April 18, 2017

China’s economy at a glance: April 2017

An improving US-China relationship provides a better environment for China’s economy.


  • Presidents Trump and Xi met in an early April summit, leading to an improvement in the diplomatic relationship between the United States and China (which had been negatively affected by strong rhetoric during the Trump campaign). The summit produced an agreement to initiate 100 days of trade talks – with the US seeking greater access for US beef as well as an opening up of competition within the finance sector. Following the summit, the US Treasury’s bi-annual report on foreign exchange policies did not cite China as a currency manipulator (despite Trump’s election pledge to do so). Combined, these positive diplomatic trends reduce the likelihood of a trade war between the United States and China – which would have negatively impacted both economies.

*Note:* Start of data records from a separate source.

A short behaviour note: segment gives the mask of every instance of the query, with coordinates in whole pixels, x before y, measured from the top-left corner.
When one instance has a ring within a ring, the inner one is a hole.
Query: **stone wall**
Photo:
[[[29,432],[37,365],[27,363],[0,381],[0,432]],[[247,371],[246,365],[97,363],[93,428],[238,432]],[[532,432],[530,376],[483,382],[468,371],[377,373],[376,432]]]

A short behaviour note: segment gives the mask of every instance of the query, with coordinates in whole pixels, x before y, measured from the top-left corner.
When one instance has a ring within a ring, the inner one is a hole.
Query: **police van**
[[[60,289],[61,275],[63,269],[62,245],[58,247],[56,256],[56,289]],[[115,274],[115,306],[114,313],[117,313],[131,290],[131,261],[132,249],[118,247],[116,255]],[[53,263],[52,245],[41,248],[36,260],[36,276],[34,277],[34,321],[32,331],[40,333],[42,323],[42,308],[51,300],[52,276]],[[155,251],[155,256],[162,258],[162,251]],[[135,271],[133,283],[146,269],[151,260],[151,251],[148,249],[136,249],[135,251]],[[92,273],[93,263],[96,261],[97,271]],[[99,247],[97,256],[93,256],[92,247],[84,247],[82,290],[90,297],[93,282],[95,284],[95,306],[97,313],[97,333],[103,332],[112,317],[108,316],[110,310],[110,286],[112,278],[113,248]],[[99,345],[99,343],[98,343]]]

  • China’s economic growth was marginally stronger than expected in Q1 2017 – at 6.9% yoy. While this strong result provides some upside risk to our forecasts, they are unchanged this month (6.5% in 2017). The transition in China’s economy continues – with the services sector recording faster than average growth in Q1. In 2015 prices, we estimate that services accounted for around 56% of China’s economy in Q1.

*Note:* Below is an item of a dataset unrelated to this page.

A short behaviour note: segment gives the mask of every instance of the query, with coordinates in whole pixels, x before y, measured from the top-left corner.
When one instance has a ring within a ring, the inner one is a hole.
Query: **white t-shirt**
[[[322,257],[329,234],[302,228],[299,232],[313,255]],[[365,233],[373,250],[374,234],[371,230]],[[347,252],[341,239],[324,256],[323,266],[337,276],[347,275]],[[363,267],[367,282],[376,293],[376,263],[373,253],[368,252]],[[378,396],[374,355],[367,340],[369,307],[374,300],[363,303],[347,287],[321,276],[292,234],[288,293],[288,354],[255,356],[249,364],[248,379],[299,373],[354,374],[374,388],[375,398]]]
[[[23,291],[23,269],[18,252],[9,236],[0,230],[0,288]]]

  • China’s industrial production growth accelerated in March, up to 7.6% yoy (from 6.3% over the January-February period). This growth was well above market expectations and was the strongest rate since December 2014.

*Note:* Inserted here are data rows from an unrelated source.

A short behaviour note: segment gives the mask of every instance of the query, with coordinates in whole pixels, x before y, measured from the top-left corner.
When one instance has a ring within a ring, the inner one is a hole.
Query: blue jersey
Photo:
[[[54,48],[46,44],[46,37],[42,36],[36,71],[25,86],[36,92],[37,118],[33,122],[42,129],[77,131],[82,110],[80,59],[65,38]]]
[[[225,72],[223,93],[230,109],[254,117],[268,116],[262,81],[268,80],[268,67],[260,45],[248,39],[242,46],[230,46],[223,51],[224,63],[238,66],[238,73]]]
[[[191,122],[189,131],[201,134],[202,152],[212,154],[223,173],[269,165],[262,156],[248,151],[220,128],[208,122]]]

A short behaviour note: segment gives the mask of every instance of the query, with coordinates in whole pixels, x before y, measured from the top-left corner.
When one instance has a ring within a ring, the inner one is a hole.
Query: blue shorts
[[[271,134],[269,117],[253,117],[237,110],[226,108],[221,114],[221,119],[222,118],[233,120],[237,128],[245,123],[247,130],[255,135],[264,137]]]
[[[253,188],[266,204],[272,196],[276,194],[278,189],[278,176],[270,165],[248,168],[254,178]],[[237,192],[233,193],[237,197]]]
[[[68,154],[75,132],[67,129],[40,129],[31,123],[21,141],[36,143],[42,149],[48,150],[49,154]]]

  • China’s fixed asset investment recorded stronger nominal growth in March – at around 9.2% yoy (compared with 8.9% over the January-February period). That said, investment goods prices have recorded much stronger inflation in recent months – echoing trends in producer prices and commodity markets – meaning that real investment has trended close to zero growth since December 2016.
  • China’s trade balance was only marginally wider in March – at US$23.9 billion (up from a smoothed US$20.8 billion across January and February). This surplus is well below the levels recorded across much of the period between 2014 and 2016, but may reflect more accuracy in trade data in early 2017. It is likely that exports to Hong Kong have previously been overstated – due to capital outflows disguised as trade activity – though there was minimal discrepancy in the data for January-February.
  • Retail sales accelerated in March, with nominal growth rising to 10.9% yoy (up from 9.6% during the January-February period). Given the softer inflation trends this month, this has pushed real retail sales growth back to 10% yoy – the trend level across 2015 and 2016.
  • China’s credit growth was relatively modest in Q1 2017, increasing by4.3% yoy, to total RMB 7.0 trillion. This reflected weak credit in March, following on from strong growth in the first two months. Growth in bank loans was comparatively modest, while shadow banking sectors recorded far stronger growth, driven by a rebound in banker’s acceptance bills.
  • The People’s Bank of China has continued to gradually tighten monetary policy – increasing the interest rate on the Standing Lending Facility and the 7 day reverse repo was raised to 2.45% between mid-March and early April. The 7 day Shibor is up around 20 basis points since the start of the year, albeit off its late March peak.